Farnell también señaló otro mito familiar de internet que se niega a morir: poner teléfonos mojados en arroz. Dice que ese truco es tan ineficaz como el hackeo del frigorífico, a pesar de que ambos siguen circulando ampliamente en internet. La advertencia llega tras un incidente alarmante en su taller de reparación, donde un iPad con una batería de litio hinchada supuestamente se incendió durante la ola de calor de junio. Las pilas hinchadas suelen ser señal de un estrés térmico excesivo y nunca deben ignorarse.
Apple y Samsung dicen lo mismo: deja que el teléfono se enfríe de forma natural
Esto no es simplemente la opinión de un técnico de reparación. Apple afirma que los iPhones están diseñados para protegerse cuando se calientan demasiado, atenuando la pantalla, ralentizando la carga, reduciendo el rendimiento o desactivando temporalmente ciertas funciones hasta que las temperaturas vuelvan a la normalidad. El consejo de la empresa es sencillo: traslada el teléfono a un lugar más fresco, fuera de la luz solar directa, y deja que se enfríe de forma natural. Apple no recomienda exponer el dispositivo a extremos repentinos de temperatura.
Samsung ofrece indicaciones similares para dispositivos Galaxy. Si un teléfono muestra una advertencia de «Dispositivo enfriándose», los usuarios deberían dejar de usarlo, desconectarlo de la carga, quitar cualquier funda protectora, cerrar las aplicaciones en segundo plano y simplemente dejar que se enfríe solo.
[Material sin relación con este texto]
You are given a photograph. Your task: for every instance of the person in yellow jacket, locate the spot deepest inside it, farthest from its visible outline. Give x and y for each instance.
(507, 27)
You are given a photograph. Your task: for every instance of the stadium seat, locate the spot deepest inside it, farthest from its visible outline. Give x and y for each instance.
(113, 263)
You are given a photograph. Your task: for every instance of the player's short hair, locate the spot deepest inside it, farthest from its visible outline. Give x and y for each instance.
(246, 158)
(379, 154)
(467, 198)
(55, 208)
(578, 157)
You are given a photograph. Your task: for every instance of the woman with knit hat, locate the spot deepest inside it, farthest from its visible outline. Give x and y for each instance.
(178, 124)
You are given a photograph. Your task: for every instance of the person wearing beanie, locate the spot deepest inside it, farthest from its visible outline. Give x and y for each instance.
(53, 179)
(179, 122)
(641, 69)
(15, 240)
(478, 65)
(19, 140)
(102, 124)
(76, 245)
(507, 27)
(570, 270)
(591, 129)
El teléfono reduce automáticamente el rendimiento y pausa la carga para proteger sus componentes internos mientras pierde calor.
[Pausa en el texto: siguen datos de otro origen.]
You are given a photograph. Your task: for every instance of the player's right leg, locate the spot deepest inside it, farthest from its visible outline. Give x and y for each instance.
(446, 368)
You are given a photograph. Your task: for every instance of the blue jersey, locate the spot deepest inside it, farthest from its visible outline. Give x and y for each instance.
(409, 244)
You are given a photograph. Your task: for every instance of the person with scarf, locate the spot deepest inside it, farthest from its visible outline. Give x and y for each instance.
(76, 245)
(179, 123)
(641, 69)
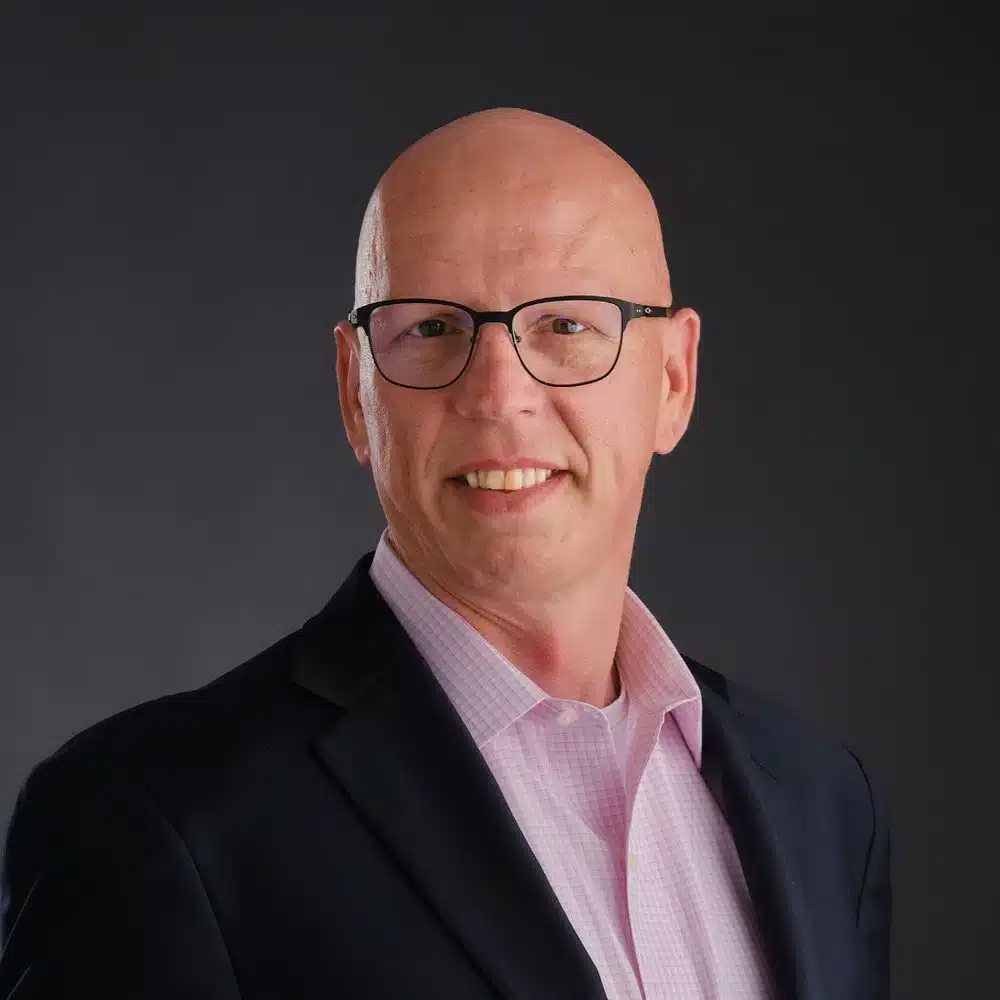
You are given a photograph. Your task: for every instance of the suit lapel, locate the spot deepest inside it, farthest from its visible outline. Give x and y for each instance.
(757, 795)
(405, 758)
(403, 755)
Incluso Associated Press, citando las recomendaciones de Apple, Samsung, Google y el minorista británico de electrónica Currys durante la ola de calor del verano pasado, advirtió en contra de colocar teléfonos en frigoríficos o congeladores debido a los riesgos de condensación. Si tu teléfono realmente se siente demasiado caliente para sostenerlo, hay formas más seguras de ayudarle a recuperarse. Apágalo si puedes, quita el cable de carga, cierra las aplicaciones exigentes, baja el brillo de la pantalla, quita las fundas protectoras gruesas y déjalo en un lugar sombreado con buena circulación de aire. Evita cargar mientras juegas o grabas vídeos largos, especialmente bajo la luz directa del sol.
Los smartphones modernos ya cuentan con sofisticados sistemas de gestión térmica diseñados para ralentizarse antes de que se produzcan daños permanentes. La bajada temporal en el rendimiento puede ser molesta, pero es considerablemente más barato que reemplazar una placa base dañada por la humedad. Por muy tentador que parezca el truco del frigorífico durante una ola de calor, tu teléfono no necesita una ráfaga de aire frío. Solo hace falta un poco de paciencia.